The age of Power BI unlocked this precious data from the enterprise reporting tools and allowed basically anyone to slice & dice it to their heart’s content. Yet the paginated report design tools didn’t seem to evolve quite as rapidly. Neither was there much (well, any) progress made on the Word mail merge side for making it easier to produce documents with dynamic data. Recently many Makers have gone ahead with Power Automate and used HTML as the intermediate format on the road toa PDF output. None of these methods have really been very citizen friendly.
Is this about to change now? In 2023 RW 1 Microsoft is going to allow you to create and share paginated reports on the web, through a WYSIWYG design experience. “Create invoices, financial statements, and other operational reports with low code, drag-and-drop experiences on the web. You can share these in a variety of formats or just print them out!” That sure sounds like something most customers would prefer over the existing options for using dynamic data in documents. Let’s see how far this first iteration of the new editor in Power BI will get us once it arrives in the summer.
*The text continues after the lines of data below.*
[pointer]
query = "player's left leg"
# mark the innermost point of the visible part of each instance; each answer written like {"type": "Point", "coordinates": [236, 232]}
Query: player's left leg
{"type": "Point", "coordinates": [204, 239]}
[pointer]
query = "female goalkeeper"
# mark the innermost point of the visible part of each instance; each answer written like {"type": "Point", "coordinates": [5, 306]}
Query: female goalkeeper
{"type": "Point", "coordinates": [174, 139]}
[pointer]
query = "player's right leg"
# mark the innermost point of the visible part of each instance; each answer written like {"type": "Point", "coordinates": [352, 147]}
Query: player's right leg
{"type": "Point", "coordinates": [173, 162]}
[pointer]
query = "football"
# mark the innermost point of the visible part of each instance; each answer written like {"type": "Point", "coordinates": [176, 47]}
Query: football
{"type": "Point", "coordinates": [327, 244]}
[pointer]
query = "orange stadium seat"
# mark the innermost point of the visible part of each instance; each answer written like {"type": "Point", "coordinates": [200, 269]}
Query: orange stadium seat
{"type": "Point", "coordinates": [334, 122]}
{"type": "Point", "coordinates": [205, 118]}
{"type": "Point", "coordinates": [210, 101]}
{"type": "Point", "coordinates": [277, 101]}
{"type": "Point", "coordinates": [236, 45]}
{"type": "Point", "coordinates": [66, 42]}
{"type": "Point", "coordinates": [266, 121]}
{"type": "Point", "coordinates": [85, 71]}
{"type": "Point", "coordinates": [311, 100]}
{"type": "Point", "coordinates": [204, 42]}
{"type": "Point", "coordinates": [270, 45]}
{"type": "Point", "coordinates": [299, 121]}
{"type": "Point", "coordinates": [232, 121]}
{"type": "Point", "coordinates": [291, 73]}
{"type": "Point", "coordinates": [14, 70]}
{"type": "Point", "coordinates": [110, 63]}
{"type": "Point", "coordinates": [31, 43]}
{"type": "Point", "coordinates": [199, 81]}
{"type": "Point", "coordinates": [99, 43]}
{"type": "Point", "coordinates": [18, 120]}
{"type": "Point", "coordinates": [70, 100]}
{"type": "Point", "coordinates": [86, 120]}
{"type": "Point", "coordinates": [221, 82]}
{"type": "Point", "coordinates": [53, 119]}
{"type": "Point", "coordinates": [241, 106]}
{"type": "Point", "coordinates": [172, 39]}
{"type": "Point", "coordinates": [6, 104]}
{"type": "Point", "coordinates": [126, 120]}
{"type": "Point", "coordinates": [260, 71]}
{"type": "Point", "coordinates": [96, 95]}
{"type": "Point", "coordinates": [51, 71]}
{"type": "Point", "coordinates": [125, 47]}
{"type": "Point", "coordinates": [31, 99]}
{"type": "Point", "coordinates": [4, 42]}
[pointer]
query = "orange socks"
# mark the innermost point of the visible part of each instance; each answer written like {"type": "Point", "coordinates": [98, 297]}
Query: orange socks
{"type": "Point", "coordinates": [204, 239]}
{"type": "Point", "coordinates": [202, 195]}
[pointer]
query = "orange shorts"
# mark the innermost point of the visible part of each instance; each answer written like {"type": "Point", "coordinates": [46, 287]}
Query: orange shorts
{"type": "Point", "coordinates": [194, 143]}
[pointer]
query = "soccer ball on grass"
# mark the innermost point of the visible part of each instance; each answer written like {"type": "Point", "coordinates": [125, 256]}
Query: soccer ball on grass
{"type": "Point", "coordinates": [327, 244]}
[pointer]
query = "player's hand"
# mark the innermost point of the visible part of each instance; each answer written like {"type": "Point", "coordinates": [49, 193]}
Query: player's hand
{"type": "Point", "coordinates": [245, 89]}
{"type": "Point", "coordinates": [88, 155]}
What’s missing from the plan?
To better understand the direction of Microsoft products, you should not just get excited about the features MS actively advertises. You should also search for things that are not mentioned. This will help in seeing behind the product marketing hype and making smarter decisions on your own investments of time and other resources.
Microsoft Teams doesn’t get much love in the Power Platform release plan. On the Power BI side there is the new teams meetings integration and enhancements to multi-tasking in the Power BI app for Teams. Power Automate touches on Teams in the sequential approvals feature. And that’s pretty much it. No word whatsoever on whether MS plans to keep investing in Dataverse for Teams, for example, which seems to have been largely abandoned after the initial launch 2 years ago.
If we ignore AI Builder, there aren’t too many mentions of products delivering shiny new features with the help of AI. Given how much talk there has been about Microsoft investing billions of dollars more into OpenAI and bringing ChatGPT features into their existing products, this could surprise the reader. Now, it’s important to understand that these release plans for the release waves are hardly ever the place where big splashy announcements like that are made. They are more about the incremental improvement of existing products.
Remember: new things will appear into the release wave between now and September 2023 (end of the wave). Similarly, we can expect a certain percentage of items in the release plan get delayed, postponed to a future release wave or cancelled entirely. Remember to keep an eye on those changes on a regular basis, instead of just studying the Power Platform roadmap twice a year.
Of the things that were added to the plan during the 2022 release wave 2, Cards for Power Apps does not exist at all in the new release plan. Does that mean it’s “done and ready”? No, it’s just sitting in the release plan from the previous round with no GA date and still a lot of things to be improved before being ready for real life use.
Looking at much higher profile initiatives on the same area, Microsoft Loop still doesn’t seem to be a thing either. ContextIQ is mentioned on the Dynamics 365 Business Central release plan, though. It’s kinda amazing that BC will now be the first Dynamics 365 product to actually deliver on the “no additional license required when working in Teams” promise from 1.5 years ago.